Prime Numbers: Reasons for Consumers to Start Spending
Opinion

Prime Numbers: Reasons for Consumers to Start Spending

  • Employment income grew 3.4% last quarter.
  • Consumer debt payments take 12.5% of income.
  • More than 6% of households’ income is going to savings.

Consumers have been knocked around in recent months. Their confidence in the future has been shattered by disappointing job growth, worries about Europe, and swooning stock prices. The fear is that without consumers, whose spending makes up 70 percent of the economy, the chatter about dipping back into recession could lead to the real thing.

Or maybe not. The Commerce Department's report on second quarter gross domestic product released July 30 included major revisions going back to 2007 that offer new ammunition against a consumer-led double dip. The data show the recent trend in income growth is stronger than first thought and that households have made far more progress in realigning their finances than previous reports suggested. Also, business outlays for new equipment continue to boom, a pattern that in past recoveries has always gone hand in hand with faster job growth.

The labor markets are still the main focus in the consumer outlook. The Labor Department's employment report for July, while showing a 131,000 decline in nonfarm payrolls as Census workers were laid off, showed a 71,000 increase in private sector payrolls and a stable jobless rate at June’s 9.5 percent. But while private sector job gains have averaged only 90,000 per month this year, income growth is picking up. Commerce Deptartment data show that employment income in the second quarter grew at a 3.4 percent annual rate. That gain, well ahead of inflation, is a sharp step up from previous quarters and the strongest increase in more than two years. The July jobs report, while disappointing, was at least mildly reassuring that businesses are not cutting back in a way that would threaten income growth and consumer spending.

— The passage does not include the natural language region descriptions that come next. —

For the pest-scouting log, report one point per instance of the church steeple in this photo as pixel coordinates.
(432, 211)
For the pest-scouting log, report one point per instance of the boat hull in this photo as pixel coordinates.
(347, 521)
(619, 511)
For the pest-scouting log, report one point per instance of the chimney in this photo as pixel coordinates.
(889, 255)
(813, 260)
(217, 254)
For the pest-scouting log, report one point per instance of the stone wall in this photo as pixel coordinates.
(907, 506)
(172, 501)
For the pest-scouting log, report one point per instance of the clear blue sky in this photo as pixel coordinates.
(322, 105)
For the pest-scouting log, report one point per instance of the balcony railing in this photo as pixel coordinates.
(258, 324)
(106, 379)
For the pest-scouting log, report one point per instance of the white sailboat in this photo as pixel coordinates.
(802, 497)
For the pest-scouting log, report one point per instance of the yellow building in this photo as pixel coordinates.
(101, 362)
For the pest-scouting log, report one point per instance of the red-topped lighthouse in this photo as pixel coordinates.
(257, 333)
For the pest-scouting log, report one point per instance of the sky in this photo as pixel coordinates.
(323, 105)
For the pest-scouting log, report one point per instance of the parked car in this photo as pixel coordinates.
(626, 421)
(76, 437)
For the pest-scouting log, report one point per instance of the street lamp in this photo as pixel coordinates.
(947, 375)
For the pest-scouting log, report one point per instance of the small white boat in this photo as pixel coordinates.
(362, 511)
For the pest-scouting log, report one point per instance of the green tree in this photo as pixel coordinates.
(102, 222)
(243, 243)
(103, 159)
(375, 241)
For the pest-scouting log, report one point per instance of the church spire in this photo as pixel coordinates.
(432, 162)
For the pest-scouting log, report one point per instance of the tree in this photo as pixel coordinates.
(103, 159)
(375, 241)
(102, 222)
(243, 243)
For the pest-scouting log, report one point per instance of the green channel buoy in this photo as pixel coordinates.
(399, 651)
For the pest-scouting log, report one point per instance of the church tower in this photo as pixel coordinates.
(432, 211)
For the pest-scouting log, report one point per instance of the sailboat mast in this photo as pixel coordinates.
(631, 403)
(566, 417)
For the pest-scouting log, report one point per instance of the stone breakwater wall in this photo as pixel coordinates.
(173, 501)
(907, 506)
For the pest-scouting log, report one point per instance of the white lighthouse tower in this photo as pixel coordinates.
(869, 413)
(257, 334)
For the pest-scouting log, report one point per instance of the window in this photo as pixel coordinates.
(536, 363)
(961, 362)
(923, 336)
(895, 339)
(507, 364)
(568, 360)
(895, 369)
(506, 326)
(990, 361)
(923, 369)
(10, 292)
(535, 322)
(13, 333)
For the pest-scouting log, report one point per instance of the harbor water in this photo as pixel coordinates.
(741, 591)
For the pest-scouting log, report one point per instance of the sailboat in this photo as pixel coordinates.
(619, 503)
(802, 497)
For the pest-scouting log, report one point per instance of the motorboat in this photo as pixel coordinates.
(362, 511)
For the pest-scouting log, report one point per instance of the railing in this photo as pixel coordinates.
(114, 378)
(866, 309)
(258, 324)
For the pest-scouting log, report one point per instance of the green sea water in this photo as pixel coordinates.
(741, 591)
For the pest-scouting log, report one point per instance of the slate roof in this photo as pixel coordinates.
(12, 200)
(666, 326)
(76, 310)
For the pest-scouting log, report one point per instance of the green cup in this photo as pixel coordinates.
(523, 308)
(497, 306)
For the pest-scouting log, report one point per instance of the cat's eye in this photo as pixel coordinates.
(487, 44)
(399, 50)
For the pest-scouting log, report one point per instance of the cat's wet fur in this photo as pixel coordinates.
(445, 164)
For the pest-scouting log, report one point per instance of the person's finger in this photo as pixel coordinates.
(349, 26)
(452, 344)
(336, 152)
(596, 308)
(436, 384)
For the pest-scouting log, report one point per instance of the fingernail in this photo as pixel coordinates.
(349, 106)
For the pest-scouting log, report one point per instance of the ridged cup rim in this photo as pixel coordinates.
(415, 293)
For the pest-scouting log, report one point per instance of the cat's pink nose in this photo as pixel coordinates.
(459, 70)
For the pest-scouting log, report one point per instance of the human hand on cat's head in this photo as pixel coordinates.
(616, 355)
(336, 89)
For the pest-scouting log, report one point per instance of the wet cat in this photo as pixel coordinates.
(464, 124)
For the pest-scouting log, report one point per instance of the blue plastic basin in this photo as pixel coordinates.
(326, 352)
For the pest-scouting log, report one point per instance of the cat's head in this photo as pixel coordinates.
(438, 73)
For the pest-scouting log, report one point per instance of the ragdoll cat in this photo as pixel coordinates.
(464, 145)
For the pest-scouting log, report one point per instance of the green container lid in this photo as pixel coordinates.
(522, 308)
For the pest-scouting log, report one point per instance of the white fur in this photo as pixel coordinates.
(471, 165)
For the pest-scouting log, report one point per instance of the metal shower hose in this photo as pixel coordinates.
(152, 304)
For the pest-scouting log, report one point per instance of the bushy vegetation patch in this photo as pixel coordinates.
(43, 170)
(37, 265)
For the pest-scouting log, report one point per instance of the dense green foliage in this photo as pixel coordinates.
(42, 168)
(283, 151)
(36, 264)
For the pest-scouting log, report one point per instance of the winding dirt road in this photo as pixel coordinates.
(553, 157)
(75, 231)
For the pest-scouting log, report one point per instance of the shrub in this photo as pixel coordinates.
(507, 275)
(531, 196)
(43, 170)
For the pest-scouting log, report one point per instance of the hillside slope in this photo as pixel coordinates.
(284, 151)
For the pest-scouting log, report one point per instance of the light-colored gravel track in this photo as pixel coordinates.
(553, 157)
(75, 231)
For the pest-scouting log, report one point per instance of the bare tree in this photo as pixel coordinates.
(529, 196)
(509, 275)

Companies are plowing ahead with expansion plans, suggesting faster job growth in coming months. The latest GDP data show that outlays for new machinery, high-tech gear, and other equipment soared 22 percent in the second quarter after rising 20 percent in the first quarter. That’s the largest two-quarter increase in 15 years. Throughout past recessions and recoveries, capital spending and job growth have been tightly correlated. “We view the acceleration in business capital spending as inconsistent with the fear that corporations are set to cut employment, which would be the hallmark of a double dip,” says Barclays Capital economist Dean Maki.

 

Maki points out that in all recoveries since the 1960s, when equipment spending has picked up at a double-digit pace, payrolls have grown solidly in the following year, in most cases better than 2 percent annually. That pace would be equivalent to more than 200,000 jobs per month in today’s labor market.  Moreover, businesses have plenty of incentive to continue to expand. Corporations cut their spending so drastically in the recession that outlays as a share of GDP are still close to their lowest level in nearly half a century. Plus, companies can afford to expand, given the strong recovery in profits that Commerce’s revised data show to be more rapid than first thought.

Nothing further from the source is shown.